On most days I am a mompreneur until 4 p.m., and then I am a basketball mom until bedtime when I become a mompreneur again. Sort of like Cinderella changes at midnight, I turn into a basketball mom as soon as my boys finish school. I do not want to change this – I love hanging at the gym, watching the boys practice, and I even love that I do nothing else than watch basketball on the weekends – usually 6 games/weekend. These are memories and time with my boys that will be with me long after I am no longer needed in the role of basketball mom.

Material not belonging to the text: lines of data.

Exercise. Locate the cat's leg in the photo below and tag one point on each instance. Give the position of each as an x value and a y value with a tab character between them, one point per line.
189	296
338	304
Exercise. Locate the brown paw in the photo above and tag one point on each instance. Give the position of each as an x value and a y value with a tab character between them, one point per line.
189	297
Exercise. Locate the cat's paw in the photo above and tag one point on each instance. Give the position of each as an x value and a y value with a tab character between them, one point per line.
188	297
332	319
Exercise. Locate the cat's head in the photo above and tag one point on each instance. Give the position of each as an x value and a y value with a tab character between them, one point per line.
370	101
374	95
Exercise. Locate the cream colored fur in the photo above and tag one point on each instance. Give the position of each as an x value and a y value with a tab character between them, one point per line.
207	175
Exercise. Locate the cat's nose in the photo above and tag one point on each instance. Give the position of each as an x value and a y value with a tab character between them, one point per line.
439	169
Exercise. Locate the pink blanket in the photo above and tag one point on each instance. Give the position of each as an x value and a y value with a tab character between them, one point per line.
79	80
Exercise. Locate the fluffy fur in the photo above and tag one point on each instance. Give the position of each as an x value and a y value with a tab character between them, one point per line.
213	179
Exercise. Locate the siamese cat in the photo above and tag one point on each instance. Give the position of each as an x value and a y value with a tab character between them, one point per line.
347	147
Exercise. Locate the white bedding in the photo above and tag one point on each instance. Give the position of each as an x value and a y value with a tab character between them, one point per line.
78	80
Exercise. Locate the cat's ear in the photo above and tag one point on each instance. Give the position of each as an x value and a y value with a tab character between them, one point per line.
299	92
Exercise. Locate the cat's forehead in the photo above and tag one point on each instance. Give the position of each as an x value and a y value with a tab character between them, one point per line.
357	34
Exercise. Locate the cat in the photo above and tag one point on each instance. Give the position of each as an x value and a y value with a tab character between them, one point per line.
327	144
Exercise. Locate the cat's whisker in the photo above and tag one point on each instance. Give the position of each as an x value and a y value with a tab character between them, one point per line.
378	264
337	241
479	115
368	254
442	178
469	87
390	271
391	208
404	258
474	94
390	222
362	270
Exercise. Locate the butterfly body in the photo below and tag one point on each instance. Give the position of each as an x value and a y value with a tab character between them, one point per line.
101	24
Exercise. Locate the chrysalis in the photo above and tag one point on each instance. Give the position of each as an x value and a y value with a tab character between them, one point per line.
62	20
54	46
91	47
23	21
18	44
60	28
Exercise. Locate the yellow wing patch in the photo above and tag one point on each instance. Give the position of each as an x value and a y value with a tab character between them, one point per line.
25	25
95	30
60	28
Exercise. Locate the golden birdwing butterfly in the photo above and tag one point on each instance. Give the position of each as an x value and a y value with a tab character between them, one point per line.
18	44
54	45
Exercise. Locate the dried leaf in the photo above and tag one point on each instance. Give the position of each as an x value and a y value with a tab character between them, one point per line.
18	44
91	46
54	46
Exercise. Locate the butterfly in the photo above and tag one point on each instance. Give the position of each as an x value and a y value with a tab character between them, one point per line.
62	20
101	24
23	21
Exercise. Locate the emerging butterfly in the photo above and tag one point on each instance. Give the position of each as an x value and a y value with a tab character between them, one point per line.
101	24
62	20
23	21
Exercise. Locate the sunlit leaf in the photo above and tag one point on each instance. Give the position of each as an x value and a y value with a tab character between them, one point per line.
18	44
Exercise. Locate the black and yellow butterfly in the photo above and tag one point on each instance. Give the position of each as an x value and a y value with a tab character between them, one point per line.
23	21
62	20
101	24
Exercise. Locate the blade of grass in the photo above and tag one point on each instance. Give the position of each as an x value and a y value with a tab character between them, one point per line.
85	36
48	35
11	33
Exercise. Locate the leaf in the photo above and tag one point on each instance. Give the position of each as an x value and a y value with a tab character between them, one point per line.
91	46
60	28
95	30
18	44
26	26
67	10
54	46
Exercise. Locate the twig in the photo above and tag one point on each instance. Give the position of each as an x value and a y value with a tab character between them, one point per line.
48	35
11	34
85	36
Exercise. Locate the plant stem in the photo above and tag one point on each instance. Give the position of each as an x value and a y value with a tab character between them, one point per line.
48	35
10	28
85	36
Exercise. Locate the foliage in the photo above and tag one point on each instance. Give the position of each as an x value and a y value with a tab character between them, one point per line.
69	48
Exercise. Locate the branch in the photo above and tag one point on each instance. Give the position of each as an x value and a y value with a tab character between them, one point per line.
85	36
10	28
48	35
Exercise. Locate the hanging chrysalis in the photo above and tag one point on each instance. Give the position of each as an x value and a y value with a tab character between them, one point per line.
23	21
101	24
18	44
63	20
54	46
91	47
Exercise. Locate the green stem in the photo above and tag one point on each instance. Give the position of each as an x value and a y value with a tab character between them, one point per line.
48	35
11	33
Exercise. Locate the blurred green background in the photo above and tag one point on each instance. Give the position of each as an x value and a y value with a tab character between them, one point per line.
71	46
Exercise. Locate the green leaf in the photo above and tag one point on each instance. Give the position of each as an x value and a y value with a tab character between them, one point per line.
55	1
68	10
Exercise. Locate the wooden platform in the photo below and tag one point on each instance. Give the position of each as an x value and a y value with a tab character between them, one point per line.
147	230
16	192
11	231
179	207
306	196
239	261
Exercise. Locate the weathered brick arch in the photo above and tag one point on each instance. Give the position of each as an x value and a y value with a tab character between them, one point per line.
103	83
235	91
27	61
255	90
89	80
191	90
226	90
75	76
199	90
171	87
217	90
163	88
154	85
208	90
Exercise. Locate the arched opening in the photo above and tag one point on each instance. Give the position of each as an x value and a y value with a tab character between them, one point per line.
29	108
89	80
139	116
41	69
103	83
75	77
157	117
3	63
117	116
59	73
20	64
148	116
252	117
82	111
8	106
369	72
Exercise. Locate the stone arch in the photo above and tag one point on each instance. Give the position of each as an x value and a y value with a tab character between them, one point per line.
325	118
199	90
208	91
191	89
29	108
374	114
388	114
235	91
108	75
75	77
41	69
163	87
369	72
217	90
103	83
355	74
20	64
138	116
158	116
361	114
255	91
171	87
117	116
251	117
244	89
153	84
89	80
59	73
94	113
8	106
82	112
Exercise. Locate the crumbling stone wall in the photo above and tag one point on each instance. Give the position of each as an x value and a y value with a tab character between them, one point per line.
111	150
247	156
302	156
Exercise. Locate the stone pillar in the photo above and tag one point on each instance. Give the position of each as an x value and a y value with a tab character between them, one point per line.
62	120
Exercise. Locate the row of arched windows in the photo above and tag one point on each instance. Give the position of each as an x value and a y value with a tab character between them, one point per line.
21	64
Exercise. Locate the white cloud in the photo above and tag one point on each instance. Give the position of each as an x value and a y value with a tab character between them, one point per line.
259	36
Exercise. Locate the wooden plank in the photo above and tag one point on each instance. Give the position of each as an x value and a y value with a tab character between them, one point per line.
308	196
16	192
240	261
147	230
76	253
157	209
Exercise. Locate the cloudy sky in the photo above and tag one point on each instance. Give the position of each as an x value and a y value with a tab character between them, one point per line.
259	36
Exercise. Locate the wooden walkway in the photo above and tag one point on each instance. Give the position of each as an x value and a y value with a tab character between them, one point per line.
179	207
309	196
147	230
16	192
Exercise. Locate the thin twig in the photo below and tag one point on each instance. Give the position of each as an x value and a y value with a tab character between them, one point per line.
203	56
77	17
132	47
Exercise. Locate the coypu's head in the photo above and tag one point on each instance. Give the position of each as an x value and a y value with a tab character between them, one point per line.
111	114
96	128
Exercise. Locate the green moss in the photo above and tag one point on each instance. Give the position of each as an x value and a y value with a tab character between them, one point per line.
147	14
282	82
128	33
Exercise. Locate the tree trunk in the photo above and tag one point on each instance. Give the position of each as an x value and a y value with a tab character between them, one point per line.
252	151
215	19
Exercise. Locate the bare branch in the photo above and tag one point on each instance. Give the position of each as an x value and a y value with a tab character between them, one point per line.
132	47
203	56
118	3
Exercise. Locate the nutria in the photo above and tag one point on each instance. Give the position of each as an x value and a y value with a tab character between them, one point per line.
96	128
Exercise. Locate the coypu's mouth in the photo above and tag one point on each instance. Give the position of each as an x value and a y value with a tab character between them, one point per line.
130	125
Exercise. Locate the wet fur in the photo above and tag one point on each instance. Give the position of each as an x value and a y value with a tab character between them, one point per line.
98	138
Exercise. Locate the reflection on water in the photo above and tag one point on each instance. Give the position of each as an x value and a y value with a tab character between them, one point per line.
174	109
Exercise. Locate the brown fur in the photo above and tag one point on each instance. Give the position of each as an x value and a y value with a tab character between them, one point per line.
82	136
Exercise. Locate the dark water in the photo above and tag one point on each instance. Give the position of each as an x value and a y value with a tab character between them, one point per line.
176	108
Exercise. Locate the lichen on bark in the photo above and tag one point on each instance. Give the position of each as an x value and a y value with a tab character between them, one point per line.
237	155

The other night, we were at a championship game (which is funny – an 11 & 12-year-old championship game, but very serious). My son’s team started the game off faced with a big challenge. What was the challenge? Their team only had a total of 6 players with one on crutches with a broken foot, and then a 2nd player showed up on crutches to the game. Now, they were down to 4 active players. The refs made the decision for the two teams to play 4 on 4 (whew). With two of the team’s strongest rebounders on the bench, the team still managed to gain a little lead and stay there the whole game. With a few minutes left, a player on my son’s team fouled out AND now they had to play 3 on 4 with a narrow lead. The exciting news is that my son’s team WON even under crazy reconfiguring and challenges.
What is the overall point of this story? While my son and his teammates are all good little players, the two teenager coaches really led the team to their victory. Over a celebratory ice cream, my son recounted to me all the little details that his coaches filtered to the team. The coaches had a game plan mapped out as to how they were going to face the challenges. Again, what is the point? The point is that being a mompreneur has many similarities to this situation of these teenage coaches and their dwindling team of active players and very narrow lead.

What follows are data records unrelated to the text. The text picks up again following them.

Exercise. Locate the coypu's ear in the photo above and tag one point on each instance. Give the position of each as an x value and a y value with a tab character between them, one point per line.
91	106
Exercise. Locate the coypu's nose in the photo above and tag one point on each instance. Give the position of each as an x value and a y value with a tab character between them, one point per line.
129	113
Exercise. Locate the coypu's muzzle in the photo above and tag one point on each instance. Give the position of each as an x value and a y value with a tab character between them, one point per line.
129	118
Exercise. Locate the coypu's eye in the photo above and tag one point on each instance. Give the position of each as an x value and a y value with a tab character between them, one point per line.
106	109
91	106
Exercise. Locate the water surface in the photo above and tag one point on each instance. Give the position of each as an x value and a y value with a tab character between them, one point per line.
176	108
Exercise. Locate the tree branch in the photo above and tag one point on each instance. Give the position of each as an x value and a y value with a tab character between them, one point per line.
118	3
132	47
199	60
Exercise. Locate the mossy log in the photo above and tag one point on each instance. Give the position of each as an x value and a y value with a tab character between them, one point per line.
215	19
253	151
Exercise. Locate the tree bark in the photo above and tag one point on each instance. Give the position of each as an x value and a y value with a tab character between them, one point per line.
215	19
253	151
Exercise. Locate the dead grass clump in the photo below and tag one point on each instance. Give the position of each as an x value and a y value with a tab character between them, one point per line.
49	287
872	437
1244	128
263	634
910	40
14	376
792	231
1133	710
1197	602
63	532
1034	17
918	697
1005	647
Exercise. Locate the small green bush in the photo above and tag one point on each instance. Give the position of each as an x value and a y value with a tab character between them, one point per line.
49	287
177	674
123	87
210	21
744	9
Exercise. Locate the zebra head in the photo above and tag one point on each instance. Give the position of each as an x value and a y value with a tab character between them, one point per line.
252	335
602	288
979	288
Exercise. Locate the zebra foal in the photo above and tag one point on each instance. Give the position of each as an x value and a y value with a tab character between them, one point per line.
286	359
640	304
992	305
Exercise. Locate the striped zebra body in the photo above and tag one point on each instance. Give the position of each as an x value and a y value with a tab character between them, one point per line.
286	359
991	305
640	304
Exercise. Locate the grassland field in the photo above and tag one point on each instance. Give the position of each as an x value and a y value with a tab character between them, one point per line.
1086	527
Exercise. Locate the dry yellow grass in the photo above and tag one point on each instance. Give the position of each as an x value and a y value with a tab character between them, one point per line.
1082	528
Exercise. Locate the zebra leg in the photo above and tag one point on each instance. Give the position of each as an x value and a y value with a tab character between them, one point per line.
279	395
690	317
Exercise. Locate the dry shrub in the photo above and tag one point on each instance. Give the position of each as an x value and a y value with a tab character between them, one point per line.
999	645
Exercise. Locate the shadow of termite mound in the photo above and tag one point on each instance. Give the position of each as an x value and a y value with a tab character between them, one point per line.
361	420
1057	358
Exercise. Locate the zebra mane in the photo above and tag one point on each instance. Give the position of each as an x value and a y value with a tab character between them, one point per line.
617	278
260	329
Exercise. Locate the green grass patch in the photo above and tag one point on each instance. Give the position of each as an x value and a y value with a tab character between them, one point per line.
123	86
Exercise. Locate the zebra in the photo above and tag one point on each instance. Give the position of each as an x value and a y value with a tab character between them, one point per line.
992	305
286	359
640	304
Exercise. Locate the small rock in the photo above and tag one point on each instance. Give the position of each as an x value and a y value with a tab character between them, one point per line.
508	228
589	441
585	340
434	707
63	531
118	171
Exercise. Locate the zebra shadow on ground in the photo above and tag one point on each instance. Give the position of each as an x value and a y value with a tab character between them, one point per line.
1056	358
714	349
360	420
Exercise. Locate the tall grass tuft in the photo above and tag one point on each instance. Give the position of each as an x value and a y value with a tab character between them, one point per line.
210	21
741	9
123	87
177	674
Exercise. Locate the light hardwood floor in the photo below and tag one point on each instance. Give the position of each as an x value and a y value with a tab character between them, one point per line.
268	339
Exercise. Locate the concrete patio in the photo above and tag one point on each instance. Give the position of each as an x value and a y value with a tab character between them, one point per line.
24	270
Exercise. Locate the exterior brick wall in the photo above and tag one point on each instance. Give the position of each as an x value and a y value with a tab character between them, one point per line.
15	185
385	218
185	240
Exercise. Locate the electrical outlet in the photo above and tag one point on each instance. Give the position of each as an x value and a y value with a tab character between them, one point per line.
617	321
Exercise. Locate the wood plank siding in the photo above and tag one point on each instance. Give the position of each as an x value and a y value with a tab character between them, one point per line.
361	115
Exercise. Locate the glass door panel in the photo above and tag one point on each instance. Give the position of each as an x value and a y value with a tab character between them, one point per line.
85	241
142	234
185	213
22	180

CRAZY – right? Mompreneur, Entrepreneur, Solopreneur – whatever you want to call yourself – requires management in the face of adversity & challenges AND the ability to differentiate yourself sometimes with a very narrow margin. I have talked about the mom side before: sick days, snow days, winter vacation, family emergencies, and homework. There is also the start-up biz side: zero or little capital, other work commitments, lacking office support, finding mentorship, gaining approval, and seeking clients. These are all factors that we as start-up biz peeps have to navigate carefully and skillfully. Usually with a limited time frame, as mompreneurs we have to map out our course avoiding big hurdles. We DO IT because we love the challenge of it just like the teenage coaches.

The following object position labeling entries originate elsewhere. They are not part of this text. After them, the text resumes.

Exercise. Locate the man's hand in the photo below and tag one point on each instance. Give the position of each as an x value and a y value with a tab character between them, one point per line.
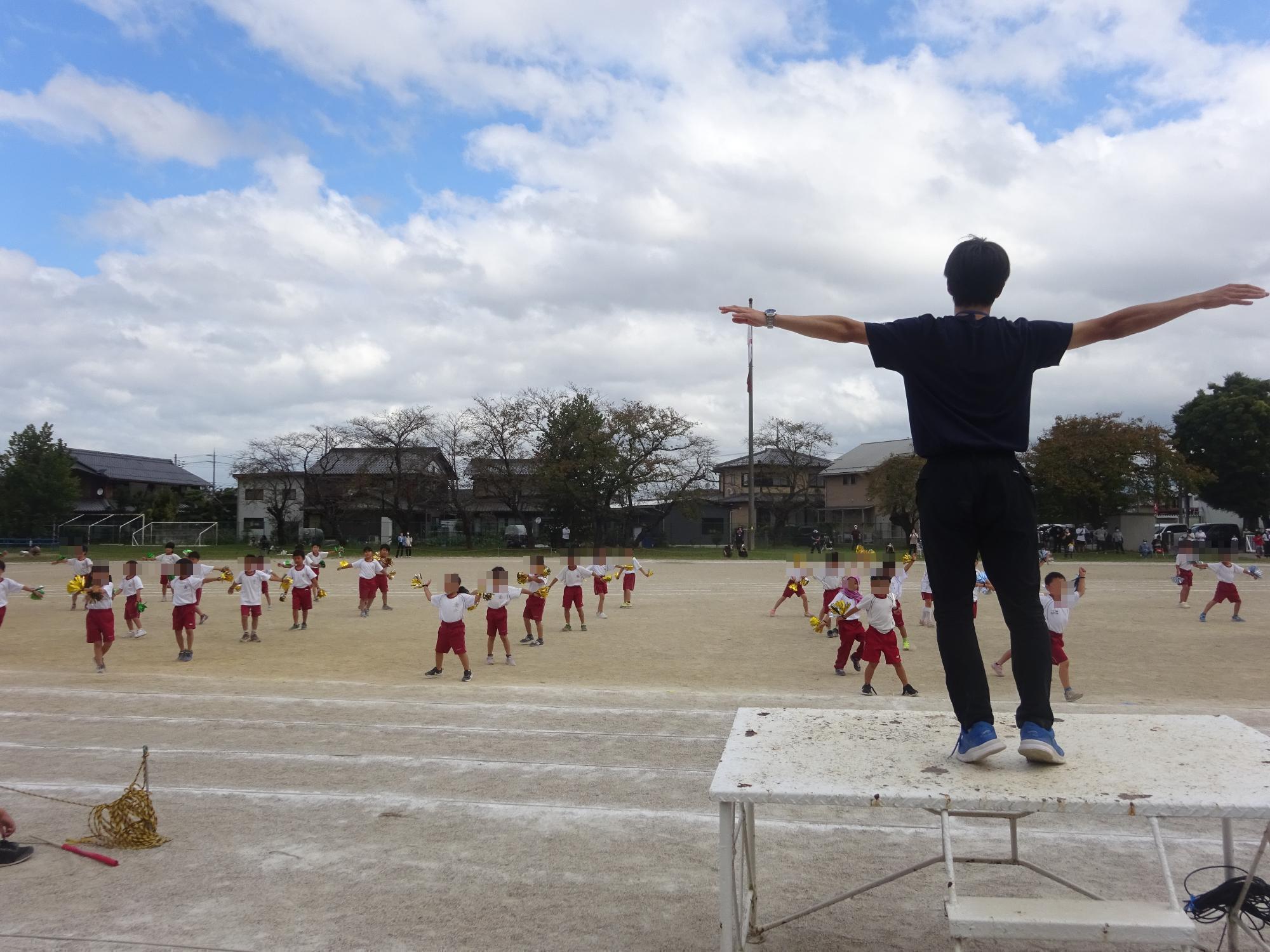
1230	295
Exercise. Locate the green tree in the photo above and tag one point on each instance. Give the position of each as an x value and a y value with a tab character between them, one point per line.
893	489
37	484
1226	430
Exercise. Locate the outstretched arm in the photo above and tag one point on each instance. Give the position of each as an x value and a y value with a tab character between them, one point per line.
1140	318
824	327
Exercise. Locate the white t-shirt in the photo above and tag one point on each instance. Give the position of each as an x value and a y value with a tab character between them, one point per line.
8	586
300	578
106	602
1059	614
1226	573
451	610
185	591
897	581
251	592
572	578
878	612
501	600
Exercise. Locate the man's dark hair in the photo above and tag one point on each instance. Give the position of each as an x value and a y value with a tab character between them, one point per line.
977	272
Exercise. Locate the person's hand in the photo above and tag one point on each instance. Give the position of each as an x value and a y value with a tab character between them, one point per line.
1230	295
746	315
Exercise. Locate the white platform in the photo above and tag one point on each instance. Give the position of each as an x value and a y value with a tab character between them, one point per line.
1135	765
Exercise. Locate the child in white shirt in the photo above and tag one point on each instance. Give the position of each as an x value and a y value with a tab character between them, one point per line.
1057	605
453	634
878	607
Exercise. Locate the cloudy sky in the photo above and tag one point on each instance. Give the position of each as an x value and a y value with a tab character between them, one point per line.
228	219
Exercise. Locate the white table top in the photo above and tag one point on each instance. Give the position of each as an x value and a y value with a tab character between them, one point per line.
1137	765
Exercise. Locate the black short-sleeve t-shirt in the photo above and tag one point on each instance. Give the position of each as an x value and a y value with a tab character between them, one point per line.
968	380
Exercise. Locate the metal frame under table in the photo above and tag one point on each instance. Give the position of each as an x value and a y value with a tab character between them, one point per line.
1136	766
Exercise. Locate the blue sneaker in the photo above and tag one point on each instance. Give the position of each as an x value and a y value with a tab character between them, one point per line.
1038	744
979	743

This is a challenge for me on a daily basis. Making decisions about what I should and should not spend my tiny amount of set-up money on, finding appropriate mentors, and managing my team of helpers often in a narrow timeframe is a delicate balance. I tell you – I could learn a lot from those teenage coaches. Their parents and teachers can certainly be proud of them because these two “kids” could teach momma-preneurs a great deal.
After this game was over, I realized that I now have a month off of games and only basketball practices to attend. I will certainly enjoy a bit of laid back time with my boys, but will also revisit this game often for inspiration.
Do you find it funny that we can draw similarities & inspiration from younger generations? What are the most unlikely places that YOU have found inspiration?